Use of "Never" would be appropriate when the sites you visit always
have constant auxiliary content such as graphics and scripts which
are cached. E.g. then there would not be any unnecessary checking
done by IE; it would just used the cached version. I suppose that this
would work best when the actual HTML was not cached; otherwise since
no checking would be done for it either you would just be opening the
cached version without ever knowing if anything on the site had changed,
unless you did an F5 Refresh, which then would defeat the point of using
"Never", since F5 does issue checks for the page and all of its components.

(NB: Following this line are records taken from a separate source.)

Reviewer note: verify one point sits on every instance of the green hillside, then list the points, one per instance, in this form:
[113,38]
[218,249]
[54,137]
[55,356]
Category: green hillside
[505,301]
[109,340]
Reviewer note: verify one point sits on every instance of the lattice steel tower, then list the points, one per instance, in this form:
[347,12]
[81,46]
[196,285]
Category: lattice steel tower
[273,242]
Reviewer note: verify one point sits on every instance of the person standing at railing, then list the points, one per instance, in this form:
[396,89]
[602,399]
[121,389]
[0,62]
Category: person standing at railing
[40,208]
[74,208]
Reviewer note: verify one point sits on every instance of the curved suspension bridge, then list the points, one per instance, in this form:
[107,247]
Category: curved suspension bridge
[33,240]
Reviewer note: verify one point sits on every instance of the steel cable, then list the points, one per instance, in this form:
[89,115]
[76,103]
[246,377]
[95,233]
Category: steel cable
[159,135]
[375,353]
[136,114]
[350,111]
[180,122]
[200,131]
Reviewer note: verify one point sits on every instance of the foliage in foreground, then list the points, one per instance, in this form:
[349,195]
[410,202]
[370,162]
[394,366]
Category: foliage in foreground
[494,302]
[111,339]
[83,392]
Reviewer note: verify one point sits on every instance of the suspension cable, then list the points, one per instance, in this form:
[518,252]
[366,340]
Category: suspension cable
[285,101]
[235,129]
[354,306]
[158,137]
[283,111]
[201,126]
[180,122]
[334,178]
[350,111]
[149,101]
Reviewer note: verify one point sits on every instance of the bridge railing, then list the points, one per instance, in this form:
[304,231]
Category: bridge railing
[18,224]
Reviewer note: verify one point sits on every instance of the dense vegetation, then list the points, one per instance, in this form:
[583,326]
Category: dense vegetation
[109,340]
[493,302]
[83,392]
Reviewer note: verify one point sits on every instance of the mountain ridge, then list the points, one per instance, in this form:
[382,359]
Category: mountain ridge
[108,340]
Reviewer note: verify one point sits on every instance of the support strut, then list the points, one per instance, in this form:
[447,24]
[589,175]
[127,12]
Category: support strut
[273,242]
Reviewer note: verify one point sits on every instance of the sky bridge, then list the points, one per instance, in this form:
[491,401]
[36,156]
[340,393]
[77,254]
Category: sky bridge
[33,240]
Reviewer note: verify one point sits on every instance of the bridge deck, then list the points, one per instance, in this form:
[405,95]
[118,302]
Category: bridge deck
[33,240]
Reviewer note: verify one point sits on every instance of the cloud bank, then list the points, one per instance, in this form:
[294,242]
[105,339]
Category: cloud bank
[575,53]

"Never" could also be used as part of a circumvention in dealing with
a misbehaving intermediate cache. E.g. if you detected that there is an
intermediate cache which is feeding stale content and not notifying the
real host server of your requests you could try to get it to force your requests
through it by using "Never" with Ctrl-F5 if necessary. Every Visit
or F5 in that scenario would just cause the misbehaving cache to
respond incorrectly that the versions that you had in your cache were
current, so "Never" then would avoid that useless overhead.
Use FiddlerTool to watch the effect of cache-checking
on your requests to gain more general insight on the effects
of those options and related manual procedures such as
re-rendering, F5 Refresh, and Ctrl-F5 Refresh.